Reputation: 2996
I have an XML document that represents a directed graph. It contains a large number of direct children, all with ids, and a large number of nested children, all with the same tag names but no ids, just references.
I would like to iterate over all of the direct children of the root node, but exclude the nested children. The files look something like this, but with hundreds of nodes and dozens of different tags:
<graph>
<foo id="f1"><bar ref="b1" /><baz ref="z1" />...</foo>
<bar id="b1"><foo ref="f1" /></bar>
<baz id="z1"></baz>
...
</graph>
I don't want to use getElementsByTagName
because it returns all descendents. I suspect I will need to use .childnodes
and filter the results, but I want to make sure there isn't something I'm missing.
Also, I don't have control of the input, it's from an outside source, and I'm using Python's xml.dom.minidom module, but I expect that to be an implementation detail.
Upvotes: 4
Views: 1971
Reputation: 11
As information (for Alessandro):
For xml.dom.minidom
you can find examples like this to get the children from a node (xmlNode) with a given type (name):
children = xmlNode.getElementsByTagName(name)

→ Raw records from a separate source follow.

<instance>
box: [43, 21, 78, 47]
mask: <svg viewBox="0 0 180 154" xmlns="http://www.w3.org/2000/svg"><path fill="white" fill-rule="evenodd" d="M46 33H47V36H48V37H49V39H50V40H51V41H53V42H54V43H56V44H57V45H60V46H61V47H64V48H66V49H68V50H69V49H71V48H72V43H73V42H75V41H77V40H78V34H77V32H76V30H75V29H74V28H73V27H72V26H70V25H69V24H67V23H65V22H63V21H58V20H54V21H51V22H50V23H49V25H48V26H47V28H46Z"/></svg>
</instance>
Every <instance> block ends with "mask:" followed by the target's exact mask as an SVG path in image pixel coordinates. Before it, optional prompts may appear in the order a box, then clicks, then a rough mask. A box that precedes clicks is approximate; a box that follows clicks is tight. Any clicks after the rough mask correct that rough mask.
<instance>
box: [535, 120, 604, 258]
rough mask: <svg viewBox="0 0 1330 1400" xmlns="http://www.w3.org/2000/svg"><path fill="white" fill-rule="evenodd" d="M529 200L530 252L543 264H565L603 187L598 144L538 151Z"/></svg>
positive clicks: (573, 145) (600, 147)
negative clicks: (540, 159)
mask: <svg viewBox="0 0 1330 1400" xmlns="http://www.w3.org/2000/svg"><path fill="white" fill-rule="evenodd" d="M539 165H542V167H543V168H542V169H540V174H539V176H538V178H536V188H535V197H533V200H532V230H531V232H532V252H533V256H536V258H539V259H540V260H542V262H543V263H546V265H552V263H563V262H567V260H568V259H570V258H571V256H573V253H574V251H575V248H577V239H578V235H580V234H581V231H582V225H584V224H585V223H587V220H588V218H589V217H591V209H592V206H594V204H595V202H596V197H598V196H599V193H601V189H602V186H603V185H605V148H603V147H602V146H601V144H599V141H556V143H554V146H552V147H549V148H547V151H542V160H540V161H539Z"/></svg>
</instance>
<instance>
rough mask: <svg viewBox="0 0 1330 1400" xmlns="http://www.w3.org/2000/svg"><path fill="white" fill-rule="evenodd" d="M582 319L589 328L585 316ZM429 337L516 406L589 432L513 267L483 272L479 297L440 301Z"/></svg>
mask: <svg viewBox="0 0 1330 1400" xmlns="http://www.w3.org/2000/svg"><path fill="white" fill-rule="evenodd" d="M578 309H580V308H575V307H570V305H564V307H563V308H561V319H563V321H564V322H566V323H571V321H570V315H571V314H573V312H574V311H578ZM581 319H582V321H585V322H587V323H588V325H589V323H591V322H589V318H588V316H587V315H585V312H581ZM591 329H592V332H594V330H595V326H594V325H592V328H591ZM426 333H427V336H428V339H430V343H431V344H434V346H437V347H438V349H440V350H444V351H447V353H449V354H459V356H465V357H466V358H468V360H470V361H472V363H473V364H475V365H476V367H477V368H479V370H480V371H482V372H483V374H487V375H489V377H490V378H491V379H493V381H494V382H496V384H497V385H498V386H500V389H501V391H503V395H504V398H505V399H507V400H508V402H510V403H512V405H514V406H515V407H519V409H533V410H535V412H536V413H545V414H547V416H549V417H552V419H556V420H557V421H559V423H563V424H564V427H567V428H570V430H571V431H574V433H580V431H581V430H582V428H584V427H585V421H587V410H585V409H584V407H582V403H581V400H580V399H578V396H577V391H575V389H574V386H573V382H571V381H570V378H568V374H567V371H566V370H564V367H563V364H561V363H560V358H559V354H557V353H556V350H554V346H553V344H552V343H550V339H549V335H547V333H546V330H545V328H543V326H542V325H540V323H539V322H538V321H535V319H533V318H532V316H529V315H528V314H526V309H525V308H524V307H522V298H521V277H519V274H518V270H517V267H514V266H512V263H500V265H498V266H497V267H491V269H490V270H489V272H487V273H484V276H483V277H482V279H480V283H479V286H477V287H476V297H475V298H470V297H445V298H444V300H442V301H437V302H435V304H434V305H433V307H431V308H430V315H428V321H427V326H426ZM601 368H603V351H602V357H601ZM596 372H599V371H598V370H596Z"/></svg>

If you use the snippet on graph
in the given example to get all foo
s you will not get 1 foo but 2.
There is another foo
inside the bar
.
<bar id="b1">
<foo ref="f1" />
</bar>
All the examples found online use the function that finds all elements that are somewhere inside the tree under the given node.
Maybe, still looking for one. (There might be one - or not.)
Currently testing getting lists using
xmlNode.childNodes
The problem with this seems to be that getElementsByTagName
is not available on the nodes you get. But I do not care.
And it stops on lower layers for some reason. So I'm looking into accessing elements of the lists.
Starting to look into
xmlNode.childNodes.item(i)
because it is not working as intended yet. (0 calls to the functions analyzing the graph)
If you don't want to run into this problem: use a different module. (See post by Alessandro.)
TL;DR: Most of the examples you can find online assume that you are not looking for the direct child of a node or that nodes of the same type are not on lower layers of the (sub)tree you are searching in.
-> Examples can be wrong / insufficient. RTFM ;)
Upvotes: 1
Reputation: 38
Not really sure what you wanted to get out of the directed children, so gave you a few different examples.
from lxml import etree
root = etree.fromstring(xml)
for node in root.iter("graph"):
#To get the namespaces of the direct children
namespaces = [child.namespace for child in node]
#To get the tags of the direct children
tags = [child.tag for child in node]
#To get the text of the direct children
texts = [child.text for child in node]
Upvotes: 1